# Gellidêg Mansion, (also known as Gelly Dêg), Llandyfaelog, Wales



## R1cho (Jan 19, 2016)

Hi, I found this completely by accident traveling to a friends wedding and took a wrong turn, its an old mid Victorian Italianate mansion designed by William Wesley Jenkins built around a late Georgian house (1852).

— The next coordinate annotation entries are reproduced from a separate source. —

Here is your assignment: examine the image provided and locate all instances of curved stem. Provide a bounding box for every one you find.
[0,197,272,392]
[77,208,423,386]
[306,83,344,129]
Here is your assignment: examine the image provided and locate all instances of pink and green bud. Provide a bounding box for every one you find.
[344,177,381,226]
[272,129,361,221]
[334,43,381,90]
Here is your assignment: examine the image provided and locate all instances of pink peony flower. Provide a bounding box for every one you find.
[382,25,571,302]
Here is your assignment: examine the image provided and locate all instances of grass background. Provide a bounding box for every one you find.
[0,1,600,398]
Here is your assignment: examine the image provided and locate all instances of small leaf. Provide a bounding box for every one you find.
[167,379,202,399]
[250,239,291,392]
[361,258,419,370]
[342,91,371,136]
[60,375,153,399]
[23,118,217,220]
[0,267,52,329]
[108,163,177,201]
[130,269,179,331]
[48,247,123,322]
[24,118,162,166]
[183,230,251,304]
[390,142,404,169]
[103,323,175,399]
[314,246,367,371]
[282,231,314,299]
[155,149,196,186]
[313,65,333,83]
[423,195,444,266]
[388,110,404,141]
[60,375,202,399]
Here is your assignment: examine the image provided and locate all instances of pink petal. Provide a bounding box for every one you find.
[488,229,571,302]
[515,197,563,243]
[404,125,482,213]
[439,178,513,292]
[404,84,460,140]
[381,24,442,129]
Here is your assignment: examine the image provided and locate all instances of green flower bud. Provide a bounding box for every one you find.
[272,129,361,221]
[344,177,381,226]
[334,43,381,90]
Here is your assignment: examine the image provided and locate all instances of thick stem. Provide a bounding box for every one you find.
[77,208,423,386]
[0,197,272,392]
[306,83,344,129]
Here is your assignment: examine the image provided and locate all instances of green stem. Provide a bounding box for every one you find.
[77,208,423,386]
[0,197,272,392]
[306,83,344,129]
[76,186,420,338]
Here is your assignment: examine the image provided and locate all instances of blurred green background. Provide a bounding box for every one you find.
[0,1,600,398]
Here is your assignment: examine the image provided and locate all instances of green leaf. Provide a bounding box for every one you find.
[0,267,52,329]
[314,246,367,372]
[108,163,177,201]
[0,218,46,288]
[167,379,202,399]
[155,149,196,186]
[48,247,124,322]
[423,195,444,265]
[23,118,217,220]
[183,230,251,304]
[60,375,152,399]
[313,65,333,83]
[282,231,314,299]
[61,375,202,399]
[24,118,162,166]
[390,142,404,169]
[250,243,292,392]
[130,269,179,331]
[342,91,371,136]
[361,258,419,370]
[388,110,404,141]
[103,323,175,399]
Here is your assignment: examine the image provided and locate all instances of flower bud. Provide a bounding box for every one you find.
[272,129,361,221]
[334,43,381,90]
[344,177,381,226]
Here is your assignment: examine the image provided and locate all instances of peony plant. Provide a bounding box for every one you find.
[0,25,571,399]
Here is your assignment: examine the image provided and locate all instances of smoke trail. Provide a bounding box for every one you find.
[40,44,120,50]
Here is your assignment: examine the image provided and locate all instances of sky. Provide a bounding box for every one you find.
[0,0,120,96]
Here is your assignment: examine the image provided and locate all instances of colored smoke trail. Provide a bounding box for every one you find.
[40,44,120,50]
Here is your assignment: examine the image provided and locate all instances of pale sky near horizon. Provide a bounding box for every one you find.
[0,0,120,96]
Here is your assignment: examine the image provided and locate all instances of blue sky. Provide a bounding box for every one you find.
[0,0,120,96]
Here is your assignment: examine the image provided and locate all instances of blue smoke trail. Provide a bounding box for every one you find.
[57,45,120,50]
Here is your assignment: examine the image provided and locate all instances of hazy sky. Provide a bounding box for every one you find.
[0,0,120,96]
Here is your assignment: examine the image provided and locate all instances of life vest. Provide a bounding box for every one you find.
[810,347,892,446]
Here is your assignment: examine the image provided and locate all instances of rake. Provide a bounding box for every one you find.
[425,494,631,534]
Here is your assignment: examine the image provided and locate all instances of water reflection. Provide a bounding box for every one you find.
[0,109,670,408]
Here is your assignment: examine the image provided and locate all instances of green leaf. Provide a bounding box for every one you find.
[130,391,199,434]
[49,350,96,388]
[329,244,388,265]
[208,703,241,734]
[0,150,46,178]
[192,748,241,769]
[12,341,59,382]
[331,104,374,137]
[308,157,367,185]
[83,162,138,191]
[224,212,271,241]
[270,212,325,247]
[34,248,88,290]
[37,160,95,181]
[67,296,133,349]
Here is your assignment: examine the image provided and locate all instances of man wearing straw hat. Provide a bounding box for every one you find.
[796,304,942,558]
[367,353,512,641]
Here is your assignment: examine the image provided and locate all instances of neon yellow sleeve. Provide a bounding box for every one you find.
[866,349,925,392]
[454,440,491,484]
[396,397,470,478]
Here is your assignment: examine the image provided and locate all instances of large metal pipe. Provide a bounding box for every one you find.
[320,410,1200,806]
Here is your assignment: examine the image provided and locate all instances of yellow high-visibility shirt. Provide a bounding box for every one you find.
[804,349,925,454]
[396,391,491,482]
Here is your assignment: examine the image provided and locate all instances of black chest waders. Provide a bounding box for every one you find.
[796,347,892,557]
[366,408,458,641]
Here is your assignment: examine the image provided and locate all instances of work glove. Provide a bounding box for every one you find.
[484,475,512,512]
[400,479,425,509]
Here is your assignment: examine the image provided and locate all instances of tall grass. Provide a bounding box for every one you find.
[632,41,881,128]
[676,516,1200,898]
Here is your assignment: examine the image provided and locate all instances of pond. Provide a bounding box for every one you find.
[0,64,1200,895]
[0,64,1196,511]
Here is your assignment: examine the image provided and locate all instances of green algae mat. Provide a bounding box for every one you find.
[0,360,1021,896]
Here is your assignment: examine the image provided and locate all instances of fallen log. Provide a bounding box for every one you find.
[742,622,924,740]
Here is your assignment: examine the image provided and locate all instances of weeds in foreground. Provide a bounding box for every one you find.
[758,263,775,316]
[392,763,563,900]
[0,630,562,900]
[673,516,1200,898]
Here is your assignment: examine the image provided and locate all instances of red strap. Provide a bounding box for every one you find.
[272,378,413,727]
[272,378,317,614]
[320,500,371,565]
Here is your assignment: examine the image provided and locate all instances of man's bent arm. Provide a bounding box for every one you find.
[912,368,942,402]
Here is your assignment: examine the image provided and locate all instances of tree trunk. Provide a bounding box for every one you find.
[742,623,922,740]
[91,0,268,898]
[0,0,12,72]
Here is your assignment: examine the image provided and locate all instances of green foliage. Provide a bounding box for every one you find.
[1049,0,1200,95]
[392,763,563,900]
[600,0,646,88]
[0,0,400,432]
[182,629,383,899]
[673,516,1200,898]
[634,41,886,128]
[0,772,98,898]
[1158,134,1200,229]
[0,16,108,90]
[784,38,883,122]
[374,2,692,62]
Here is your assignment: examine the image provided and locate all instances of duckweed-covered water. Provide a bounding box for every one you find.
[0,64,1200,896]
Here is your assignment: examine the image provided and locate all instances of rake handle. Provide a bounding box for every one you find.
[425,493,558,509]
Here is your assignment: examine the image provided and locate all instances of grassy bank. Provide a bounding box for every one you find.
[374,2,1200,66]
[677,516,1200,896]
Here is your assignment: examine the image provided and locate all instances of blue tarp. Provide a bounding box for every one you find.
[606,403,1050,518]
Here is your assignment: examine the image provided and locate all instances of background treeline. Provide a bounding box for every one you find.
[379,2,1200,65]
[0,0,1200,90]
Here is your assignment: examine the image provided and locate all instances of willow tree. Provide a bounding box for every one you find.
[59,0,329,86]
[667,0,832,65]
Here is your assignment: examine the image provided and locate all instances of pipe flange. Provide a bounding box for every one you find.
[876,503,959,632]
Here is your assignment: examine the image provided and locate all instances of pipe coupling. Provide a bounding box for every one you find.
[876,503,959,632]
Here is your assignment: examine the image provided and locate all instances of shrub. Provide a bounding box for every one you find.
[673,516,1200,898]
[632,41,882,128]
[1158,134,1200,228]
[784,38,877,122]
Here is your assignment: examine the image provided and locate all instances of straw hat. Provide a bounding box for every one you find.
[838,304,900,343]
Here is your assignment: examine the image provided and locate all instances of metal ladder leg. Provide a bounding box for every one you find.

Ariel Photo (Thanks to google)






A lot of the outer walls and inner walls are still intact, unfortunately there is nothing else inside other than plant life






Even though this is ruins the gardens still seem to be kept in good order, possibly by the owners of the building adjacent they may even be the family that owns the old mansion 
















This is inside as you can see all the floors etc. are now missing











Some rooms even have trees





















as can be seen here it has some very large plant life






The frontage of the mansion


























Well this has been my first post on here, I hope you have enjoyed it


----------



## krela (Jan 19, 2016)

I did enjoy it. Thank you and welcome.


----------



## Rubex (Jan 19, 2016)

That's really lovely! I love it when nature reclaims buildings like this  fantastic photos also!


----------



## urban-dorset (Jan 19, 2016)

Beautiful ruins.


----------



## smiler (Jan 19, 2016)

That is nice, the large plant is a Gunners minicata, sometimes known as dinosaur food, probably escaped from the garden, Thanks


----------



## URBANMYTH (Jan 19, 2016)

Very nice great report and what a stunning place.
Some really nice stonework


----------



## ocelot397 (Jan 19, 2016)

Nice photos, another mansion sadly left to decay...


----------



## thorfrun (Jan 19, 2016)

erm...thats like 4 miles from my house and i didn't know it was there  lol. nice shots


----------



## ironsky (Jan 19, 2016)

The house has a slight 'Osborne House ' feel to it . The tower was a popular feature in Italian house style architecture and arched windows were quite popular too I bet the inside was grand in its day. Nice report


----------



## J_a_t_33 (Jan 20, 2016)

Wow, what an incredible find! Thanks


----------



## UrbanX (Jan 20, 2016)

Welcome to the forum! What a beautiful folly, 
Thanks for sharing


----------



## flyboys90 (Jan 20, 2016)

Amazing find and thanks for sharing.


----------



## HughieD (Jan 21, 2016)

That's fab. Thanks for sharing!


----------